Desde então, segundo o embaixador do Brasil no Haiti, Fernando Vidal, o país tem dado mostras de maior estabilidade. Seu primeiro-ministro, Jack Guy Lafontant, por exemplo, foi aprovado na primeira tentativa pelo Congresso. E o gourde, a moeda local que estava em queda livre, se valorizou. No começo do ano, lembra, US$ 1 equivalia a 70 gourdes. Agora, são 60 gourdes. “Em uma economia que importa quase tudo, essa valorização tem muito impacto”, diz o embaixador.

Moise tem tentado implementar medidas econômicas duras, que incluem redução gradual de subsídios de combustíveis e aumento de impostos. Boa parte do dinheiro do Haiti vem de plantações de arroz e banana, da indústria têxtil que alimenta o mercado americano e, principalmente, do que os haitianos chamam de diáspora, os milhares de cidadãos do país espalhados pelo mundo. É justamente essa tentativa de taxar a diáspora que vem causando maior discussão. 

“O povo está revoltado”, conta o cabeleireiro e tradutor Jerry Anteys. “Eles querem que o haitiano pague US$ 180 toda vez que vier visitar um parente.” Muita gente também está insatisfeita com o governo, em sua opinião, porque foram prometidos investimentos na agricultura e escolas de graça, que ainda não apareceram. “Aqui quase todas as escolas são pagas. Há poucas públicas e se você quiser estudar numa pública tem de pagar por fora para o funcionário de dentro conseguir uma vaga.” 

Na saúde, Jerry conta que o Hospital Generale, um dos poucos públicos do país, tem servidores parados e pacientes no chão. A opção é recorrer a clínicas privadas ou ao hospital da Cruz Vermelha.

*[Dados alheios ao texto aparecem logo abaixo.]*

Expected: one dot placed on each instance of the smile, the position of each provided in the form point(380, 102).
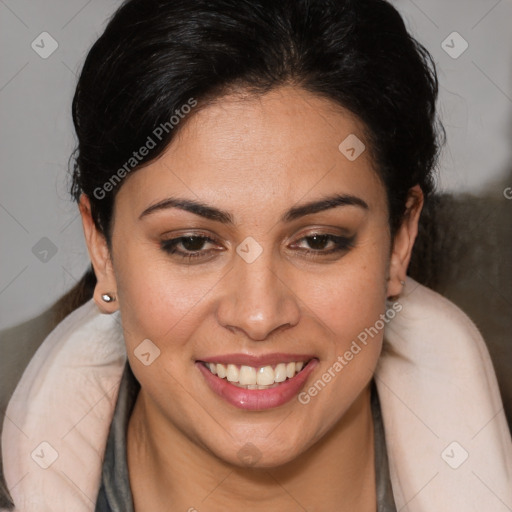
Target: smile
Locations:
point(257, 383)
point(250, 377)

No parque industrial de Sanopi, funcionários de empresas que exportam produtos têxteis para os EUA se uniram para tentar aumentar a remuneração de 300 gourdes – o salário mínimo diário – para 800 gourdes. Conseguiram só 50.

Uma das principais promessas de campanha foi normalizar o fornecimento de energia elétrica. De cada 12 casas no Haiti, apenas 4 são abastecidas e de maneira irregular. Dessas, apenas uma paga conta de luz. A reportagem visitou Tabarre, um bairro considerado de classe média na região de Porto Príncipe. Ali, moradores têm luz três dias na semana. Nos outros, precisam recorrer a geradores, que são encontrados em mercados por todo o país e em outdoors de Petion Ville, o distrito mais rico do Haiti.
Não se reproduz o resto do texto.